We are working on a cross-platform project that requires sound volume sampling on smartphones and analyse the result with as high accuracy as possible, the IPhone developer used iOS implemented functionality of returnning sound power/volume in dB scale calculated by the OS itself. as far as i know there is no equivalent functionality in Android OS.
as of now, I am working on Android with the MediaRecorder class given by the OS, and i use getMaxAmplitude to measure the sound power/volume, i have seen a lot of answers on the net regard how to transfer amplitude to dB scale, the answer that sounded most reasonable was using the formula :
20*Math.log10(amplitude/MAX_AMPLITUDE)
but then i must know what the MAX_AMPLITUDE that can be returned by getMaxAmplitude, thing is that it is diffrent on diffrent devices, for exemple i tested getMaxAmplitude on HTC Desire, and on Samsung Galaxy S3,
on HTC it was reaching 32767 (which i saw in some answer that is the documented max), and on the S3 it was not going beyond 16383 (half of the HTC).
Q1 :
is this(the approach discussed above) the correct approach? its just that I read that the correct way to measure sound power/volume is by calculating RSM and then convert it to dB, is this how its done on IPhone?
Q2 :
no metter if i use RSM or just the Amplitude from getMaxAmplitude, it seems to me that i still need to know whats the highest amplitude i can get from the record hardware, is there a way to know that? or is there a way to somehow go around it?

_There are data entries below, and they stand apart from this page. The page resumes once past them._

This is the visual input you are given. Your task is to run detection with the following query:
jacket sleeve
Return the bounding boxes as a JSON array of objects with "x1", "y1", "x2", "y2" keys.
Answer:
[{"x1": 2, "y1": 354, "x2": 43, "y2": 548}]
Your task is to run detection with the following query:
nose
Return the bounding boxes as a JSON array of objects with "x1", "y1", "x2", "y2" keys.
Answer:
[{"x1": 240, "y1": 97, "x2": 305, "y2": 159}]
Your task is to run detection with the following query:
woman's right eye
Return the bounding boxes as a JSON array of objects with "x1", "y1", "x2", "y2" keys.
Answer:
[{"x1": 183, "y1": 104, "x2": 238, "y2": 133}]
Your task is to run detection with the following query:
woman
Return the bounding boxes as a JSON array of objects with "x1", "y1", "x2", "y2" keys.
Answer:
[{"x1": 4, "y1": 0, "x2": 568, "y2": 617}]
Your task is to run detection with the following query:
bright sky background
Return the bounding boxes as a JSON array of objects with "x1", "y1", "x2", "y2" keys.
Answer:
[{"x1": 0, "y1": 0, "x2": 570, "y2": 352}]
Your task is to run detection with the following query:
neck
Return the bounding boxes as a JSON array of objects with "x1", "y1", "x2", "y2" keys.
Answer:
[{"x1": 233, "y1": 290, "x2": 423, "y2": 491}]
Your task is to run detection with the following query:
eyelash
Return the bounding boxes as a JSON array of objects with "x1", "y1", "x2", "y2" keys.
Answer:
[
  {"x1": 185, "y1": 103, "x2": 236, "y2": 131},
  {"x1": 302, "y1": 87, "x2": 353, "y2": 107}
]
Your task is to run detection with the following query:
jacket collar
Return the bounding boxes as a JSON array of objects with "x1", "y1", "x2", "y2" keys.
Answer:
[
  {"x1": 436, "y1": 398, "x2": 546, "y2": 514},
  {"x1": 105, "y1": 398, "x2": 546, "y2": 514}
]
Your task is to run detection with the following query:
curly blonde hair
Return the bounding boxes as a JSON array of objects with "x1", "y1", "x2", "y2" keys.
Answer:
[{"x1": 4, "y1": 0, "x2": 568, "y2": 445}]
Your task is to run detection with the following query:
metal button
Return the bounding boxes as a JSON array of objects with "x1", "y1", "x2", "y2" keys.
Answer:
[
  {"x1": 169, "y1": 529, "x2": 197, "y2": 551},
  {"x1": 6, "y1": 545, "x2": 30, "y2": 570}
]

90dBspl is an rms value in the acoustic domain.
The digital level of 2500 rms in a 16bit system is the same as approximately -22dB FS rms (actually -22.35), where 0dBFS rms is a full scale square wave. A full scale sinusoidal in such a system is 0dBFS peak and -3dB FS rms (reaching from -32768 to +32767).
A square wave of +/-2500 can be calculated as:
20 * log ( 2500/32767) = -22.35 dB FS rms
Please note that peaks of sinusoidals are always 3dB higher than the rms level. The only signal that has the same rms and peak level is the square wave.
Now, Android has a requirement of 30dB linearity around 90dBspl, but this linearity shall be +12dB above 90dBspl and -18dB below the same point. Outside this range there can be compression in different ways, depending on which phone model you test.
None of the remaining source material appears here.